Academy · The Debt Playbook

3.1

Types of real-asset debt

Real-asset debt is not one product. It is a family of facilities, each designed for a different point in the asset lifecycle, and choosing the wrong one is the fastest way to destroy returns.

Senior permanent debt is the workhorse. It is long-term, lowest-cost, and secured against stabilised assets with proven cash flow. It typically funds 50–65% of cost, carries a fixed or swapped rate, and amortises over 15–25 years. Use it when the asset is built, leased and producing predictable cash flow.

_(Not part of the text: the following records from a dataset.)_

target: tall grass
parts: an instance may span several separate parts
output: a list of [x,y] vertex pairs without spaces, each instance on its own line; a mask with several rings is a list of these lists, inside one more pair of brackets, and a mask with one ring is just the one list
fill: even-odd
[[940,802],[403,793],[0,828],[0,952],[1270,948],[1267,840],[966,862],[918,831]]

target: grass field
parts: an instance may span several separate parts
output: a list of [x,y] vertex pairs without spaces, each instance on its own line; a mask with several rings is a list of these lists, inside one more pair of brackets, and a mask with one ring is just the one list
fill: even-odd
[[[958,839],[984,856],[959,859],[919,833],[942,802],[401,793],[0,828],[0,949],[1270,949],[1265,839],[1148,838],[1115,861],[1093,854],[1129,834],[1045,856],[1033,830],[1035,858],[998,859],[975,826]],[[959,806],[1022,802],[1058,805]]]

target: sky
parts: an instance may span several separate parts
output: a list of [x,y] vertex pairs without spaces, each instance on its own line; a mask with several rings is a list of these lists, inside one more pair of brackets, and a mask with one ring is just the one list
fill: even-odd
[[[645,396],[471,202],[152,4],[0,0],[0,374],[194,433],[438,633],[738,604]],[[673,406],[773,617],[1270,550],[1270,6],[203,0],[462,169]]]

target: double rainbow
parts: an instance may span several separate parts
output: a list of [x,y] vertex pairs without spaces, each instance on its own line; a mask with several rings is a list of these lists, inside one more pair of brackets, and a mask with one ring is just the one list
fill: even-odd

Construction or development debt is staged. It draws down against verified milestones, converts to permanent on completion, and usually carries a higher rate plus a ticking fee on undrawn amounts. The underwriting is about the build programme, the contractor and the pre-leasing, not the existing cash flow.

Bridge debt is short, fast and expensive. It exists for situations where speed matters more than price: a time-limited acquisition window, a refinancing gap, or a value-add strategy that needs stabilisation before permanent debt. It is usually 6–24 months, priced at a margin over base, and always requires a defined exit.

Mezzanine fills the gap. It is subordinated, equity-like in pricing (often 12–18% or an equity kicker), and sits between senior debt and common equity. Use it when you need more leverage than senior will provide but do not want to dilute the equity.